There are at least three different types of dancers that can roughly be called Broadway dancers: those who dance in major Broadway shows, those who dance in shows off-Broadway, and those who dance in the road productions of Broadway shows. Dancers are not particularly highly paid no matter where they work. The U.S. Bureau of Labor Statistics listed 2008 average hourly pay for dancers in professional dance companies at a range from just over $15.00 to a little over $27.00 an hour.
Union agreements cover some professional dancers, specifying minimum salary rates, hours of work, benefits, and other conditions of employment. These rates can be negotiated up by dancers who are in demand.The American Guild of Musical Artists, Inc. of the AFL-CIO is the union that covers dancers that perform for opera and ballet companies and modern dance troops.
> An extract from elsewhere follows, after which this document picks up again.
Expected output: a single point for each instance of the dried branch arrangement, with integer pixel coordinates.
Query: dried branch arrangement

The American Federation of Television and Radio Artists covers dancers who perform live or on recorded television programs, and dancers in movies belong to the Screen Actors Guild. Actors' Equity Association is the union that covers most musical theater and Broadway productions that employ union dancers.
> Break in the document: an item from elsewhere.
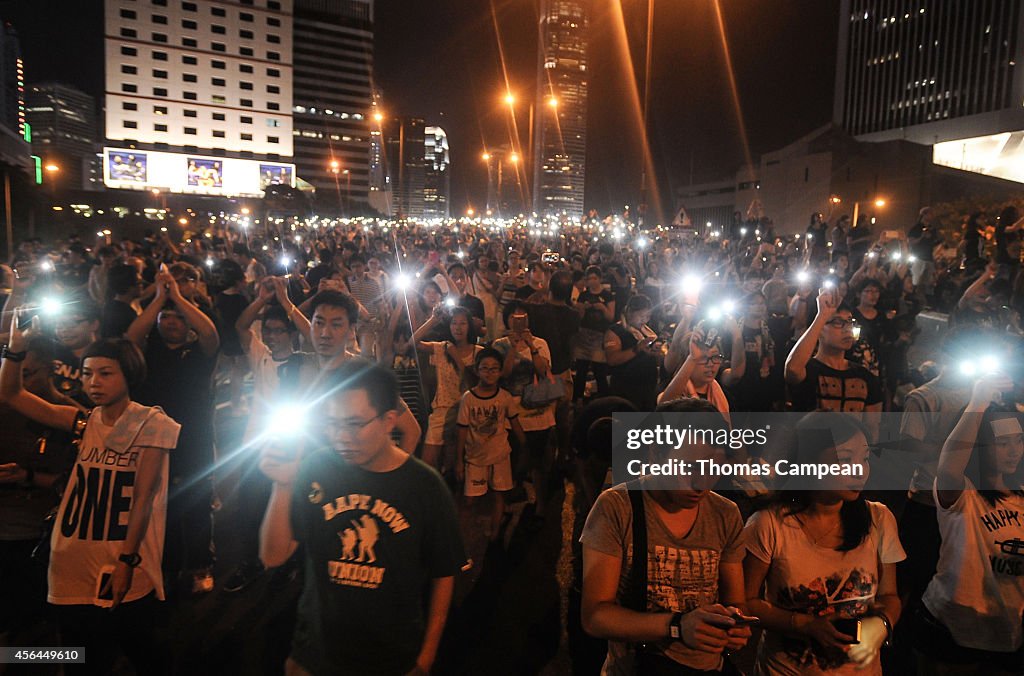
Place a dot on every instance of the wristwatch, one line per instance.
(675, 627)
(131, 560)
New York Magazine, in an October 2011 article, listed seasoned dancers in New York as making approximately $1,500 a week, and said that top performers guest starring with professional dance companies made as much as $3,000 to $5,000 a performance. While this may seem like a reasonable wage, it should be noted that the work is physically strenuous, mentally stressful, and not reliable. It is not unusual for a Broadway show to close after only a few performances, leaving its performers out of a job for the season. That is why most dancers teach dance or work in other fields.
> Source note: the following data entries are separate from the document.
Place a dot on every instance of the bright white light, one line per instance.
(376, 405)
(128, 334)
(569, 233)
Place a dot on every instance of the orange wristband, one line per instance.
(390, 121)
While the dancers in the Broadway productions get all the glory, the dancers in the road companies make out better in pay. The most important difference is that they receive a per diem for travel, housing, and expenses on top of the union scale, and they don't usually maintain apartments in New York. Other than that, their pay is comparable to their on-Broadway counterparts.
The famed Rockettes enjoy one of the most stable dancing careers in the business. Their wages are comparable to those for Broadway dancers at approximately $135 per performance, but they perform several times a day during peak season, and receive overtime for the third, fourth and fifth performances in a day, plus year-round health benefits. For a professional dancer, being a Rockette is one of the best gigs available.